Ganz abgeschieden von den Sinnenfreuden, abgeschieden von untauglichen Eigenschaften, trat ich dann in die erste Vertiefung ein und verweilte darin; da gibt es aus Abgeschiedenheit geborene Ekstase und Seligkeit, während man den Geist ausrichtet und hält.
Als das Ausrichten und Halten des Geistes sich beruhigte, trat ich in die zweite Vertiefung ein und verweilt darin …
in die dritte Vertiefung …
in die vierte Vertiefung.
Als mein Geist so im Samādhi versunken war – geläutert, hell, makellos, fleckenlos, geschmeidig, formbar, stetig und unbewegt –, da streckte ich ihn aus auf das Erkennen der Auflösung der Befleckungen.

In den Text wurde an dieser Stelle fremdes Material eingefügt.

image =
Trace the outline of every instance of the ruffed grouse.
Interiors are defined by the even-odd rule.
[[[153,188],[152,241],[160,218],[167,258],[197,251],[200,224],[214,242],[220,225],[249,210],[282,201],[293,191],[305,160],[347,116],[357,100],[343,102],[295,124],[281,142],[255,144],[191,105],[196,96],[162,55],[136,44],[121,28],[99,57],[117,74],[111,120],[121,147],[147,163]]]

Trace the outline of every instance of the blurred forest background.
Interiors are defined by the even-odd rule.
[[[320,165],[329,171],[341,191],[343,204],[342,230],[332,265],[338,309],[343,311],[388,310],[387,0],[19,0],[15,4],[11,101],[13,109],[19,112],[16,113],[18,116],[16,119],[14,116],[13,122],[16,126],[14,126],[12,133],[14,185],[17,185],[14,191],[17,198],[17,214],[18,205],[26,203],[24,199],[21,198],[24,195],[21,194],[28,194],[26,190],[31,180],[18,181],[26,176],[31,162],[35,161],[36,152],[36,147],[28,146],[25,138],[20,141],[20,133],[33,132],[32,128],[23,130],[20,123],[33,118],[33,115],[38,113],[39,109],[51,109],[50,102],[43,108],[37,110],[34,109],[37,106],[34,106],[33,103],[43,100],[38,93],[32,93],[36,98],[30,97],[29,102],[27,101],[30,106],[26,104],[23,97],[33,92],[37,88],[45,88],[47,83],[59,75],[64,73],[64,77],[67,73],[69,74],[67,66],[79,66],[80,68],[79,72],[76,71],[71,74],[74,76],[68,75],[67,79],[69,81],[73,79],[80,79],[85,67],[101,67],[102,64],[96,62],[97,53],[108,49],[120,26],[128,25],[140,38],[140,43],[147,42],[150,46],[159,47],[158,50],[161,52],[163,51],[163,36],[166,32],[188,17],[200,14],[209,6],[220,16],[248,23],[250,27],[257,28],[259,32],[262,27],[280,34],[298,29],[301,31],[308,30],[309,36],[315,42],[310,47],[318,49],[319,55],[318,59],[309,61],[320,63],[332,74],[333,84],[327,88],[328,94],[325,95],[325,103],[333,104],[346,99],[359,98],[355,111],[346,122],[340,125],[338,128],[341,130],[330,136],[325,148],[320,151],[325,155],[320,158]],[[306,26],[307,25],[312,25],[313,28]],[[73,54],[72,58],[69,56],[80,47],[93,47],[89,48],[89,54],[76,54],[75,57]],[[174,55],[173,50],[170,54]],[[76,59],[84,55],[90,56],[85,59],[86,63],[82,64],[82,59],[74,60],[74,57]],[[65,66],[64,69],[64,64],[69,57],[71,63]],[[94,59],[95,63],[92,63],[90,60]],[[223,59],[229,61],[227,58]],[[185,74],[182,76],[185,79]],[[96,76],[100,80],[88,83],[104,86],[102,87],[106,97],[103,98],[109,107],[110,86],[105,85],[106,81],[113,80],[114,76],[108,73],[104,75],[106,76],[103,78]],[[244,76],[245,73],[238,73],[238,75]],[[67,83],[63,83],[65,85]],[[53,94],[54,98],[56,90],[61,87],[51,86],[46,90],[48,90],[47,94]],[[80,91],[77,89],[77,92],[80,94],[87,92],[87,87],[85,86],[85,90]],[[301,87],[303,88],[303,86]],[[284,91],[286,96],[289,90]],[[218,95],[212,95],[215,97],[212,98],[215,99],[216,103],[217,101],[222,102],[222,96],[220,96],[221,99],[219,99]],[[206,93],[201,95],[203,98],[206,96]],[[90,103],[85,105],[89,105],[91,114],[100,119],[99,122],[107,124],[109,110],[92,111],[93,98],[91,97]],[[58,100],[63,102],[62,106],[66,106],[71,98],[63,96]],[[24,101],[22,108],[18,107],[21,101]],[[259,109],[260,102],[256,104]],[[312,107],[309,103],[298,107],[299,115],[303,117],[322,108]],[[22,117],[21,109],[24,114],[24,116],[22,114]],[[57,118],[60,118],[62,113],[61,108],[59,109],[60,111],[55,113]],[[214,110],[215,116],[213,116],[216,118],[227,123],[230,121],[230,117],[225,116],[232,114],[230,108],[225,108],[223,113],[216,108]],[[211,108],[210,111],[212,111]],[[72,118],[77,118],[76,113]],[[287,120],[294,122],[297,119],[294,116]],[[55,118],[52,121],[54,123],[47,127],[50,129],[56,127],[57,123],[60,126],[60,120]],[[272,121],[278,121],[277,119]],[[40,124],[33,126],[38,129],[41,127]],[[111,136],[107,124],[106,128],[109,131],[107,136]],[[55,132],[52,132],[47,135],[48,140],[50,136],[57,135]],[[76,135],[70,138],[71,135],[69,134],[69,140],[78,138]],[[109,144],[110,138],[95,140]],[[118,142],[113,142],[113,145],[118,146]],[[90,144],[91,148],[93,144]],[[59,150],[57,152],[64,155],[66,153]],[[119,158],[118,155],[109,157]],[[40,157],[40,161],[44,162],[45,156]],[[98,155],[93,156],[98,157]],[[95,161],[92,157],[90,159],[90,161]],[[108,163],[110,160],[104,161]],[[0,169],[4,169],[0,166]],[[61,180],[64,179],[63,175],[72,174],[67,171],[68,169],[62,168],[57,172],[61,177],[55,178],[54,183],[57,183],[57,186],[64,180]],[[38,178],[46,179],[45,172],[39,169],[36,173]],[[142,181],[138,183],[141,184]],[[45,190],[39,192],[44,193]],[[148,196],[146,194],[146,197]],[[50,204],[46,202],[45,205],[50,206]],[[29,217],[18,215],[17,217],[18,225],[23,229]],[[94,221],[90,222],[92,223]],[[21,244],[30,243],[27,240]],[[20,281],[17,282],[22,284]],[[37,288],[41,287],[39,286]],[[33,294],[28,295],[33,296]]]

Ich verstand wahrhaftig: „Das ist das Leiden“, „das ist der Ursprung des Leidens“, „das ist das Aufhören des Leidens“, „das ist die Übung, die zum Aufhören des Leidens führt“.
Ich verstand wahrhaftig: „Das sind die Befleckungen“, … „das ist der Ursprung der Befleckungen“, … „das ist das Aufhören der Befleckungen“, … „das ist die Übung, die zum Aufhören der Befleckungen führt“.
Als ich das erkannte und sah, war mein Geist befreit von den Befleckungen der Sinnlichkeit, des Wunsches nach Wiedergeburt und der Unwissenheit.
Als er befreit war, erkannte ich: Er ist befreit.
Ich verstand: „Wiedergeburt ist beendet; das geistliche Leben ist erfüllt; was zu tun war, ist getan; es gibt nichts weiter für diesen Ort.“
So erkenne und sehe ich, sodass ich Ich-Machen, Mein-Machen und zugrunde liegende Neigung zur Einbildung für diesen mit Bewusstsein versehenen Körper und für alle äußeren Merkmale ausgerottet habe.‘
Mit den Worten: ‚Gut!‘ sollt ihr die Aussage dieses Mönchs begrüßen und ihr zustimmen
und dann zu ihm sagen:
‚Wir haben Glück, Geehrter, so großes Glück,
einen Ehrwürdigen wie dich als einen unserer geistlichen Gefährten zu sehen!‘“
Das sagte der Buddha.
Zufrieden begrüßten die Mönche und Nonnen die Worte des Buddha.